Linux geekiness taken professionally

TrueCrypted Windows and LUKSed Linux in peaceful coexistence

2014-01-12 by Karol Szafrański

If you have already encrypted your Windows installation with TrueCrypt but want to have a dual-boot machine with Linux as a second choice and have full disk encryption on both systems, making it as flawless as possible, here is the step-by-step guide, prepended by a way-too-long introduction.

Do I need this?

Everyone deserves their data to be secure from prying eyes. No matter if it's a database of your clients and their confidential project documents, a draft of your fantastic novel, your scanned IDs and medical records or just these intimate e-mails from your beloved one - it's yours. No matter if it's a foreign industrial spy, a robber stealing your home PC (and that portable disk you kept backups on), a service technician repairing your laptop or a border guard on an airport in United States or United Kingdom - your data is none of their business and you have right as well as tools to ensure nobody can poke through it. Yes, you should encrypt your data and no, it's not a rocket science.
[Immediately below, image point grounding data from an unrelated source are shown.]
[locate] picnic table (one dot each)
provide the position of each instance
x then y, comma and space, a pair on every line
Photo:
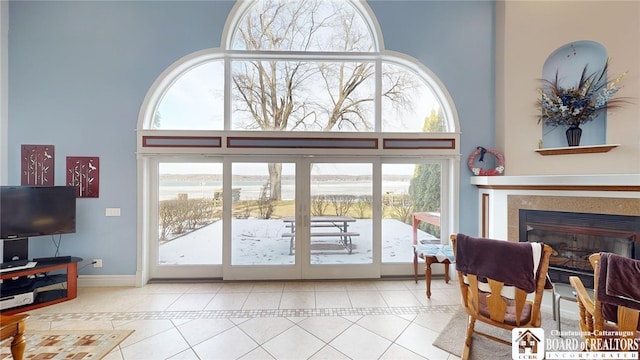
333, 226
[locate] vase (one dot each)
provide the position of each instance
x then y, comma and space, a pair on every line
573, 136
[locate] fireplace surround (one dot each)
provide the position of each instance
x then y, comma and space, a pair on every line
574, 236
502, 198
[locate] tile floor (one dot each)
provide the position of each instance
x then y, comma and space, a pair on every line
368, 319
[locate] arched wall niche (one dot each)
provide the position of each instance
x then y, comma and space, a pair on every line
567, 62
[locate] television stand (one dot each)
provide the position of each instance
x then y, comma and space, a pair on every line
40, 285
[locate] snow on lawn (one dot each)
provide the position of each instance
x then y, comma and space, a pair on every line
260, 242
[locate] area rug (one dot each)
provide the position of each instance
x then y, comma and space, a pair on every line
67, 344
451, 339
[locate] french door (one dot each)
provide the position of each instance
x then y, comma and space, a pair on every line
288, 217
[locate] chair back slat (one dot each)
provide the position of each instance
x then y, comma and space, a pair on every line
497, 305
627, 321
594, 325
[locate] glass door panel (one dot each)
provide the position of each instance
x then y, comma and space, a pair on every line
409, 191
189, 214
263, 195
341, 230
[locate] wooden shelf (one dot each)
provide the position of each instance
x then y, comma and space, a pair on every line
577, 149
38, 285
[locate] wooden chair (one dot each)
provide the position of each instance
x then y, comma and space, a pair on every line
12, 326
496, 292
606, 320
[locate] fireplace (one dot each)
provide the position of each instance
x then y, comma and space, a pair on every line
574, 236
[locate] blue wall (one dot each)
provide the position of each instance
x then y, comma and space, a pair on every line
79, 70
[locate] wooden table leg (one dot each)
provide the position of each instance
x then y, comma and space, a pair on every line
446, 271
18, 345
415, 265
427, 273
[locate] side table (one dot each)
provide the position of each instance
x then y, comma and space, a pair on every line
435, 254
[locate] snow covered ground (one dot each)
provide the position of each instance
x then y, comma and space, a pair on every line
260, 242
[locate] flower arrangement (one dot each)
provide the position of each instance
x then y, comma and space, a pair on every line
580, 104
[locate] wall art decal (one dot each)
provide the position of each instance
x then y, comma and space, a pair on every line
37, 165
83, 172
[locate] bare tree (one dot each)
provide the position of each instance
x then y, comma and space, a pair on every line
278, 94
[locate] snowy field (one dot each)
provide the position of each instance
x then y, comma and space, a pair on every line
260, 242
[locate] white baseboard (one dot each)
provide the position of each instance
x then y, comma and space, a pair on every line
106, 280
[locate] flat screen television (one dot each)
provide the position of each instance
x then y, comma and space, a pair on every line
34, 211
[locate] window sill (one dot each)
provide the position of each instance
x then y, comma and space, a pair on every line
577, 149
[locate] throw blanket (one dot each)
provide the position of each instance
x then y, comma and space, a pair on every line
512, 263
619, 280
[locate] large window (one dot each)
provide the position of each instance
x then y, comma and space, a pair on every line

Putting some volume of logic into management

This guide will show you how to shrink existing encrypted Windows partition and use the saved space for setting up a LUKS-encrypted GNU/Linux installation with LVM logical volumes. LVM (Logical Volume Manager) is a very elastic mechanism to manage a disk space - way more flexible than old partitions concept. It's not my goal to write a 101 tutorial for it here, there are some good sources on the net - read them first if you have no idea what LVM is. Why is it a good choice in this case? Because no matter if you plan to have Linux installation on one root (/) volume for a small system or make a complex setup (eg. separate volumes for /home, swap for working hibernation and one more for virtual machine images), you will only have one LUKS encrypted container. We will use it as a LVM PV (Physical Volume) and divide the space inside it according to the needs.


This guide will give your data a reasonable protection against cases like laptop theft or crooked service guy - random situations in general. It's a basic recipe, a bare minimum that everyone can and should utilize in my opinion. If you expect someone to target you and your disk's contents, there are many attack vectors they can try. Their arsenal contains tools from malware links sent to your email saying "just found ur naked pics on the web, click here", to cold boot attacks, to Evil Maid attack (on both Windows and GNU/Linux) to so-called rubber hose cryptanalysis in worst case. I'm not going to discuss epoxying your RAM to the mainboard or physically locking your Firewire or ExpressCard port (if you are really interested, start searching and reading now). But in the end even if you know that someone might break the window to enter your house, it's not a reason to leave the door unlocked for every possible passerby.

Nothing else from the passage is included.